Americas best band by a nose.
America's best band by a nose. Audrey Gatewood

Horse Lords, "Fanfare for Effective Freedom" (Northern Spy)

New music by Horse Lords is always cause for celebration. The Baltimore-based experimental rockers' forthcoming album, The Common Task (out March 13), continues their exploration of the perfect hypnotic riff and the most transcendent tones. Back in 2016, Horse Lords played tiny Hollow Earth Radio on a Monday night and blew the doors of perception clean off their hinges. They're still operating at that lofty level.

In a review of their performance on Slog, I described their sound as "Terry Riley's Poppy Nogood and the Phantom Band's All Night Flight getting hijacked by Glenn Branca in the Sahara Desert with Group Doueh. Their songs are utterly mantric without being monotonous—whirling-dervish jams that almost spiral out of control. They sound free yet tightly wound." On The Common Task, Horse Lords find new wrinkles in this approach. One track is called "Against Gravity," and that could stand as the band's mission statement.
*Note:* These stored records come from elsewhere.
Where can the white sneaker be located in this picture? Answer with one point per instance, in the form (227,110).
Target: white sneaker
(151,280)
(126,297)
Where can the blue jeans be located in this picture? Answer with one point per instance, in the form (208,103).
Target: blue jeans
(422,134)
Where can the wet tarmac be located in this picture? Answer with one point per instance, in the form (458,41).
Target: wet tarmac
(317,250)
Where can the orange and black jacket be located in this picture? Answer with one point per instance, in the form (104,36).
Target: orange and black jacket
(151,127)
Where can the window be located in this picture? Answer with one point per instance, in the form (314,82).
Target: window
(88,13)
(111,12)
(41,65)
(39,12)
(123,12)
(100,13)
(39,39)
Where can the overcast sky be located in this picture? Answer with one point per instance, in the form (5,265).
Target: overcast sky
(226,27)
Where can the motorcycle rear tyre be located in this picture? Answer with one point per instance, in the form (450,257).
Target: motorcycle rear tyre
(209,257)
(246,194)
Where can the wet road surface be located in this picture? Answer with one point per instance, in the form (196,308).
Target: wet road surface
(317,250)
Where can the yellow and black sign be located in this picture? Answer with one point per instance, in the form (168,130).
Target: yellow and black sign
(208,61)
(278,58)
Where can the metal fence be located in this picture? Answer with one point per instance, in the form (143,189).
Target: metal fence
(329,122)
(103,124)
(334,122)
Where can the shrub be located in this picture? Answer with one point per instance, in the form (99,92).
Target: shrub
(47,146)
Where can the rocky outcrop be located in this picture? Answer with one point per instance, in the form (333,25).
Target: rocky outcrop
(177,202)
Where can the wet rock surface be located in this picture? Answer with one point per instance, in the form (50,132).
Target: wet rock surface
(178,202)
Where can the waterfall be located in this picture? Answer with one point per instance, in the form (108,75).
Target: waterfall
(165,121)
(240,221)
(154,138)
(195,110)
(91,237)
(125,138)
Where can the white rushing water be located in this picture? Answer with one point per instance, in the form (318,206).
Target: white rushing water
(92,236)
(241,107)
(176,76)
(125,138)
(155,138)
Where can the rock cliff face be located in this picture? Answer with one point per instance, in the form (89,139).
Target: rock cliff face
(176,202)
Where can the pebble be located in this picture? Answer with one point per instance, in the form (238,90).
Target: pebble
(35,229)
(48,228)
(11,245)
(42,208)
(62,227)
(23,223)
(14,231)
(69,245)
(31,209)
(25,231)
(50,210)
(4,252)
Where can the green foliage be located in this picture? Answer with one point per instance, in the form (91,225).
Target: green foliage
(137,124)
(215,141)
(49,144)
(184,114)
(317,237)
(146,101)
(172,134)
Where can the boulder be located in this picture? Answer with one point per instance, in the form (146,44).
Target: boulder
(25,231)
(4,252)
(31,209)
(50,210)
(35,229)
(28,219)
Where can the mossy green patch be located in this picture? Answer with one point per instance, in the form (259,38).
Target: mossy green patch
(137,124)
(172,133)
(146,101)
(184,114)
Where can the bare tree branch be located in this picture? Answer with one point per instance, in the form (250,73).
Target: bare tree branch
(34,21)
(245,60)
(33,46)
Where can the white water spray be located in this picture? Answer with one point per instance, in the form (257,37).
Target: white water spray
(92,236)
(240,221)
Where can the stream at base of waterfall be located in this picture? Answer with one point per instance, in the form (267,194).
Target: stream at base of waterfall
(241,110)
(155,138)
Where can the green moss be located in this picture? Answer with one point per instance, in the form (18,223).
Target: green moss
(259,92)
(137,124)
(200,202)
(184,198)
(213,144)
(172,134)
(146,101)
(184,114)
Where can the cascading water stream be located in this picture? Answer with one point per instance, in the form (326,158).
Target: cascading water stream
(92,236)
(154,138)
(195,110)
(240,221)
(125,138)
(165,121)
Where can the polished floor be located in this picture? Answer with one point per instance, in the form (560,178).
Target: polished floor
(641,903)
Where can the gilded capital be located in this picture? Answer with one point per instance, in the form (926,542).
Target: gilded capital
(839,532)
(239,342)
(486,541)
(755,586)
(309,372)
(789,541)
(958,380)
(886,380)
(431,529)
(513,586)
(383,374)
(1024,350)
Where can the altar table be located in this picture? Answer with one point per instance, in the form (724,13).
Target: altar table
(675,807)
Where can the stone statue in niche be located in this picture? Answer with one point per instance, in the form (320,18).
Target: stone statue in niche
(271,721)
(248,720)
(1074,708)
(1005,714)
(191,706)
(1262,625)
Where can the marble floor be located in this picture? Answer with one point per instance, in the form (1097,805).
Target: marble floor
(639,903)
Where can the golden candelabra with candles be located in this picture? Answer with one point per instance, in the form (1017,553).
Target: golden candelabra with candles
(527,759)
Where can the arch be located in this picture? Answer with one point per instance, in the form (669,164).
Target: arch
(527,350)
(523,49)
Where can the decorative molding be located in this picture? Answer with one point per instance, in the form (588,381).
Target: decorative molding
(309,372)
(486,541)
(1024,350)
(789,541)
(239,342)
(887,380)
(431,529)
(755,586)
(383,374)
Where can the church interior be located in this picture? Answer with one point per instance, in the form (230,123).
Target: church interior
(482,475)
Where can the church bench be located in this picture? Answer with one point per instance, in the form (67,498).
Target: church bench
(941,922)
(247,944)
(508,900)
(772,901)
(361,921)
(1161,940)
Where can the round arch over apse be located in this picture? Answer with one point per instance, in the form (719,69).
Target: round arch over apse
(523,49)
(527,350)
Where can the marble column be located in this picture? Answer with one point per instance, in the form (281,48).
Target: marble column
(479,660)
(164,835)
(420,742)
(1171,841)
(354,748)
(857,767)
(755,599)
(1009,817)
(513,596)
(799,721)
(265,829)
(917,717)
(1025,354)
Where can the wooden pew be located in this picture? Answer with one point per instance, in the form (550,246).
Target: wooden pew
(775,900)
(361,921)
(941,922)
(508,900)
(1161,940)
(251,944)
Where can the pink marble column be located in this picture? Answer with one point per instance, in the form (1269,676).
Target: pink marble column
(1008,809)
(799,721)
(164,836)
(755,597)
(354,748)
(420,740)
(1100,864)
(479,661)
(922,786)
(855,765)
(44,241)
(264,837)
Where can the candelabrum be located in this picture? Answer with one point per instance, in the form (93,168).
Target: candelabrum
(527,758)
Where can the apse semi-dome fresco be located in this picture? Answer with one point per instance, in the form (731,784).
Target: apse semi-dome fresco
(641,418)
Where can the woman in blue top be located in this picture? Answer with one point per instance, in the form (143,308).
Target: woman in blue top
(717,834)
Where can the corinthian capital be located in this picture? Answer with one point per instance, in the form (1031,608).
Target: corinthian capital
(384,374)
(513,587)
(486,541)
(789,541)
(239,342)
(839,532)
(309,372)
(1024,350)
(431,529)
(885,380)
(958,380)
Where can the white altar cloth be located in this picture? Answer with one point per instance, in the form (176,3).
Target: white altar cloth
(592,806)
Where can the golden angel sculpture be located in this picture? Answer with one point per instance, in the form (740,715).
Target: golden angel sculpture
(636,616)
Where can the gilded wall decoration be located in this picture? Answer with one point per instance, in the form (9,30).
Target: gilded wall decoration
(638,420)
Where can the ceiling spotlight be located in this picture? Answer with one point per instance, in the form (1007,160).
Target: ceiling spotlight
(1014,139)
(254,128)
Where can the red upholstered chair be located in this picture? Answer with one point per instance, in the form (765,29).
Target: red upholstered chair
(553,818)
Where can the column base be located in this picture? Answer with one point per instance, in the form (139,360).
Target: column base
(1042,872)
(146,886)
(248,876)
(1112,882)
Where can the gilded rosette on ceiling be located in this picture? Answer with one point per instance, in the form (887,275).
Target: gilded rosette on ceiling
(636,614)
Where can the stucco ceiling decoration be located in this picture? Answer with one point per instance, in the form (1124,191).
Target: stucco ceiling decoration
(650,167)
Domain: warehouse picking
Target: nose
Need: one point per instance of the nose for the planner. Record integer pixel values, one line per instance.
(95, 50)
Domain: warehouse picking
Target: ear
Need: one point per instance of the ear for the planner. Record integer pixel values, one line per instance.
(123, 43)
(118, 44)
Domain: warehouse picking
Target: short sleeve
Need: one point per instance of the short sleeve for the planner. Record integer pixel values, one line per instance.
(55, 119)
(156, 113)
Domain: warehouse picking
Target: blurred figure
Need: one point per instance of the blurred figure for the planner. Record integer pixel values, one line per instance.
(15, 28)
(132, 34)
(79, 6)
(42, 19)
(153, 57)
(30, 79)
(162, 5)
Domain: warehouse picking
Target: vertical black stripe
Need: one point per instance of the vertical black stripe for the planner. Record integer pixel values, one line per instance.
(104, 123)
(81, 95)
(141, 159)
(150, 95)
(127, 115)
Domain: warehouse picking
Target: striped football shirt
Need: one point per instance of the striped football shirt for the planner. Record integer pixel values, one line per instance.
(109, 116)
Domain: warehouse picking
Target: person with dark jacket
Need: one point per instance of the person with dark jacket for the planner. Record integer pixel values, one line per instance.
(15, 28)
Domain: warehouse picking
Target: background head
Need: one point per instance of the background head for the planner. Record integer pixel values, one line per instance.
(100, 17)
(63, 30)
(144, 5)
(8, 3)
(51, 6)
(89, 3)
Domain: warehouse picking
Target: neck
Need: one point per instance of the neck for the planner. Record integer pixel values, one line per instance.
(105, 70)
"Fanfare for Effective Freedom"'s title derives from a book by cybernetician Stafford Beer outlining his work on Chile's Cybersyn project. It begins like a cue for the end of the world before shifting into a radiant, staccato bolt of obsessive-compulsive rock in 5/8 time, stuttering like Captain Beefheart and the Magic Band circa Mirror Man and Lick My Decals Off, Baby. Later, the song lopsidedly gallops into some Saharan desert rock, featuring mad synth ostinatos that would singe the mustache off of Omar Souleyman. The intensity and tempo ratchet up to absurd levels in the final minute, leaving you spent, yet reaching to replay the track.

Based on this evidence, Horse Lords remain one of America's best bands.